The Campaign for Literary Arts drew support from a diverse range of individual donors, foundations, state and local government, and corporate sponsors whose generosity will help to sustain Literary Arts’ core mission to engage readers and writers of all ages, for decades to come. In addition to Bora Architecture & Interiors, Edlen & Company, and the Susan Hammer estate, other key contributors include Ginnie Cooper and Rick Bauman, Joan Cirillo and Roger Cooke, Jan and Steve Oliva, Theodore and Nancy Downes-Le Guin, Josie G. Mendoza and Hugh Mackworth, The Standard, and Priscilla Bernard Wieden, in memory of Dan Wieden. Individual community members contributed to the campaign, with 57% of the gifts received under $1,000 and an average gift of $245.

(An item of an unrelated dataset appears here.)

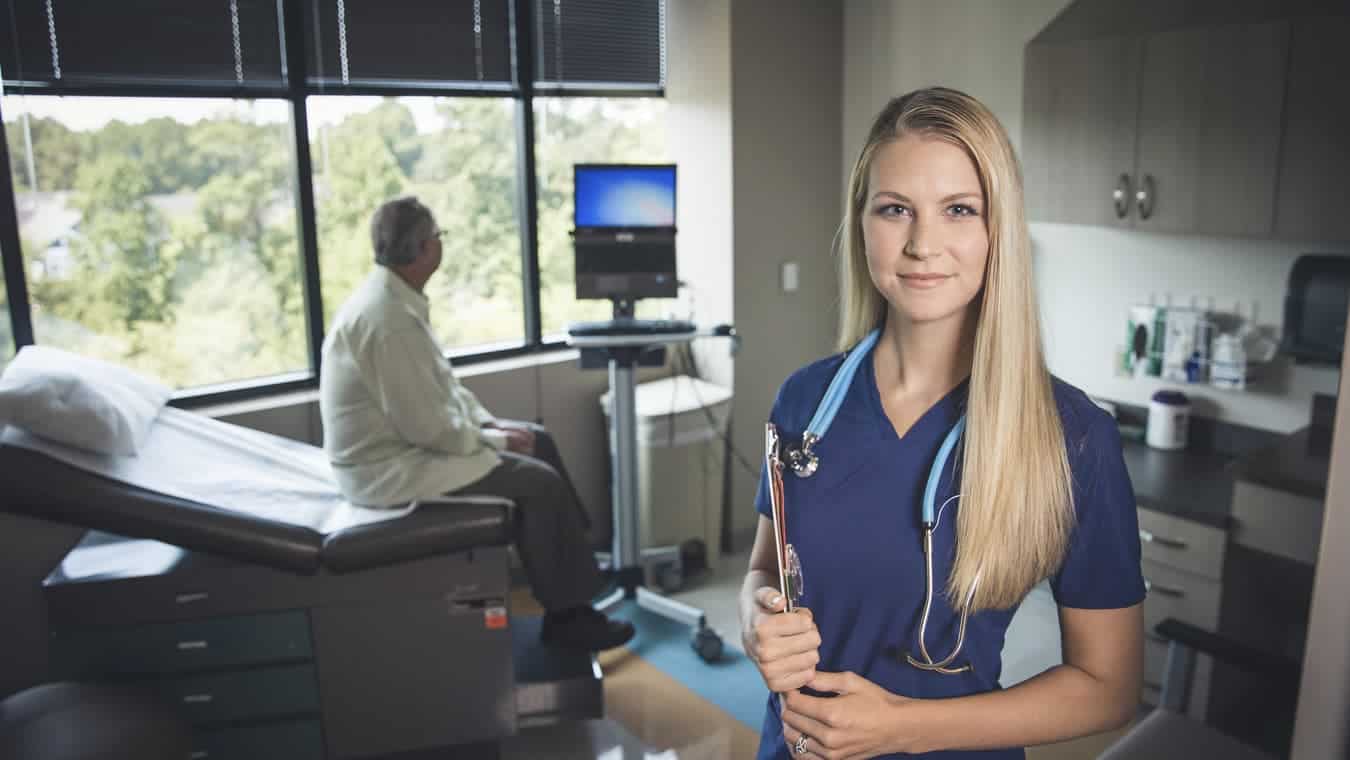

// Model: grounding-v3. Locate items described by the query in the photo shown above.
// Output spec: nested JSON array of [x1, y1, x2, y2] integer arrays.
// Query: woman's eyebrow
[[869, 191, 982, 204]]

Throughout the process, Literary Arts committed to ensuring its campaign and the building of its new space reflected its existing equity framework, and that its new headquarters expressed those values in the physical space. As a result of its commitment to environmental, design, and economic justice goals, 35% of total capital project spending went to BIPOC owned firms, with an additional 15% going to minority, women-owned, and emerging small businesses. Additionally, the project removed all fossil fuels from the historic building, investing in an all-electric system with rooftop solar panels to be installed.

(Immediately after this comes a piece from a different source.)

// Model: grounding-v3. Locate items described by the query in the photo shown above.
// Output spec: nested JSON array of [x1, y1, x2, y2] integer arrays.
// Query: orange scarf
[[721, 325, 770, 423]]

In addition to the organization’s new permanent headquarters, the campaign will fund the new Ursula K. Le Guin Writers Residency in the former home of one of Portland’s most celebrated literary figures. The residency will provide writers with an opportunity to focus on their craft in a calm, supportive environment. The residency is open to writers of all genres with a mission to cultivate diverse voices in the literary world, just as Le Guin did throughout her life.
It’s fitting that we launched this new chapter as we celebrated our 40th anniversary because it would not be possible without the visionaries and leaders that helped establish and grow Literary Arts over the past four decades.
Read The Campaign for Literary Arts Case for Support:
Literary Arts was primarily established in the years between 1984 and 1994 (see pages 9–10 of our Case for Support). It was a time when our region was not known as a cultural center or a community with the global outlook it has today. The work to establish Portland Arts & Lectures and the Oregon Institute of Literary Arts was visionary because these organizations helped create a new identity for us, an identity deeply invested in stories, ideas, and the people who dream them up. This work, alongside the work of other cultural organizations, is what opened the doors of possibility for a community to imagine a new future at a time when we were reeling from industrial collapse.
Today, the same opportunity is before us. The answers to our many challenges we face will be found in the stories we tell, the ideas we share, in the artists and visionaries we choose to listen to and honor. The Campaign for Literary Arts is a $22.5M investment to create new space for our community to dream, and imagine our future, to get informed, to connect, and to be engaged by stories from around the globe right here at home in Portland, OR.